Stunk vom Theater am Schlachthof in Neuss Ziemlich geneussbar

Neuss · Glenn Freys Song „The Heat ist on“ markiert den Anfang von drei Stunden Programm, das vom Autorenteam Martin Maier-Bode (auch Regie), Sabine Wiegand und Jens Neutag so neusserisch wie selten geschrieben wurde.

 Zum Abschluss des Neusser Menus werden als Dessert noch „Wendersplätzchen“ serviert.

Zum Abschluss des Neusser Menus werden als Dessert noch „Wendersplätzchen“ serviert.

Foto: Jagna Witkowski

Nebel wallt, aus dem Off erklingt eine Art Gregorianischer Gesang, sechs Männer in Mönchskutten kreuzen – die Hände wie zum Gebet vor der Brust gefaltet – die Fläche. Ist das wirklich der Stunk? Der verspricht, eine „Hoppeditz-Guerilla“ zum Thema „Rosenmontag for Future“ zu gründen? Spätestens, wenn der Bischof in roten Pumps seine Ansprache hält, tanzt und singt, ist klar: „The Stunk is on“!

Glenn Freys Song „The Heat ist on“ markiert den Anfang von drei Stunden Programm, das vom Autorenteam Martin Maier-Bode (auch Regie), Sabine Wiegand und Jens Neutag so neusserisch wie selten geschrieben wurde. Denn im Quirinusmünster geht es los. Mit dem Kanrevalssymbologen Shortdon (Jens Kipper) und der französischen Journalistin Sophie Niveau (Franziska Lehmann), die sich laut einer Weissagung von St. Quirin auf die Suche nach „neun Helden“ begeben, die die Welt retten sollen.

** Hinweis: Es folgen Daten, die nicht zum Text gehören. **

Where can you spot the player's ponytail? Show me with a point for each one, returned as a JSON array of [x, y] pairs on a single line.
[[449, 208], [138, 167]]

Der Weg ist das Ziel, auch beim Stunk des Theaters am Schlachthof in der Wetthalle, denn was begegnet dem Zuschauer nicht alles: russische Agenten mit Codenamen Weißer Hai (Dennis Prang) und Schlappe Qualle (Sabine Wiegand), Arbeitsvermittler wie der windige Harry (Harry Heib), radebrechende Pflegekräfte wie Olga (Franka von Werden), untherapierbare Nazis wie Rüdiger (Jens Spörckmann), eine salafistische Familie, die für die ARD das „Wort zum Sonntag“ spricht oder unersetzbare Stunkfiguren wie die patente Putze Frau Zwonkowski (Carolin Stähler), Dat Rosi (Wiegand) und Heinz Allein (Heib).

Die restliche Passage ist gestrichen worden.